The report found that 2019’s total web traffic to the top 100 sites was up 8% from 2018, and up 11.8% over 2017, averaging 223 billion visits per month. The largest increases were in April and June 2019, when traffic was up by more than 10% over the same time in 2018.

In addition, mobile has become the platform of choice for visiting certain categories of websites. Mobile traffic dwarfs desktop on adult sites, gambling sites, food & drink, pets & animals, health, community & society, sports and lifestyle. And over the years, other categories shifted to become more mobile as well — including news and media, vehicle sites, travel, reference, finance and others.

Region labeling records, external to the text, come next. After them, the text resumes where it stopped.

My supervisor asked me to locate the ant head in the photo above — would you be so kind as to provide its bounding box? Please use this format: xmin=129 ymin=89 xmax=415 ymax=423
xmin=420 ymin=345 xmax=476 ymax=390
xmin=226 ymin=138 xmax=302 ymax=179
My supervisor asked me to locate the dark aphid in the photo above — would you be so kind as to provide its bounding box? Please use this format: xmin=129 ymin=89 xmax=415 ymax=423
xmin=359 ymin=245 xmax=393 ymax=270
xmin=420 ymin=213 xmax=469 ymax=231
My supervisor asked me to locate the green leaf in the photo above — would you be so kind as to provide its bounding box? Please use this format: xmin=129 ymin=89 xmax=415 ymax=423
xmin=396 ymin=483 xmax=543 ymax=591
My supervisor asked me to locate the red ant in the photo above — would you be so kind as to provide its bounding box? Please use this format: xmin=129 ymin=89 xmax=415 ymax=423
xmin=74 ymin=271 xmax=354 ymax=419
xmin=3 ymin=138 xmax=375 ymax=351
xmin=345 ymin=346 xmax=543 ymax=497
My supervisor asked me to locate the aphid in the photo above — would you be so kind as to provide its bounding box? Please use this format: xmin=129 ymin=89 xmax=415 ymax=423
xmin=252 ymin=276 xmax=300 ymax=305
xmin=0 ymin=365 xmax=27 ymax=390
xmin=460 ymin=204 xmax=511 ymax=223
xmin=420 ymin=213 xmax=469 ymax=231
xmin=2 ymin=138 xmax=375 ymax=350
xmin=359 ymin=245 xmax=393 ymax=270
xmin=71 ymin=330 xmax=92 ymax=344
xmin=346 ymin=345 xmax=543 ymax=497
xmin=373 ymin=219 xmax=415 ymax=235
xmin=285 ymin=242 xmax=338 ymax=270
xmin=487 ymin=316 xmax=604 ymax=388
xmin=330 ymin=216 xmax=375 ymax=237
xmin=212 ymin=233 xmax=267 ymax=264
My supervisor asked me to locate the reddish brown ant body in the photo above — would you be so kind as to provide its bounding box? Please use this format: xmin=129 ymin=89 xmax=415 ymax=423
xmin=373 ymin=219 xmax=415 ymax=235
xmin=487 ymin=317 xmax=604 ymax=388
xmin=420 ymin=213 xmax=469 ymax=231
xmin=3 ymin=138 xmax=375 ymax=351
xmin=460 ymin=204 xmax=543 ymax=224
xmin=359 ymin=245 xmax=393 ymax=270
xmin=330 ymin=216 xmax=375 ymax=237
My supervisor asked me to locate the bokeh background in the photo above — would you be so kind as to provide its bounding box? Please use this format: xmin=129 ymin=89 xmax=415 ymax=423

Most ecommerce sites are still built, developed, and analyzed from a desktop-first perspective. Most design tools, such as the Shopify theme customizer, still default to desktop-first. This is outdated and results in sites where mobile UX is a secondary consideration. Flip this and put mobile first.

Beyond the fact that most web traffic is from mobile, it's much more effective to figure out how to make everything fit well onto a small screen first, then get the added space on desktop. Elements on the page will need to be removed and/or condensed. Extra distractions are removed due to space limitations. With a well-designed mobile site, it's much easier to convert to desktop with the added space.

Essentially every potential visitor has a mobile device. It's often the first point of contact and it's crucial to make a good impression. Improving mobile UX goes a long way towards improving overall conversions and shouldn't be a secondary consideration.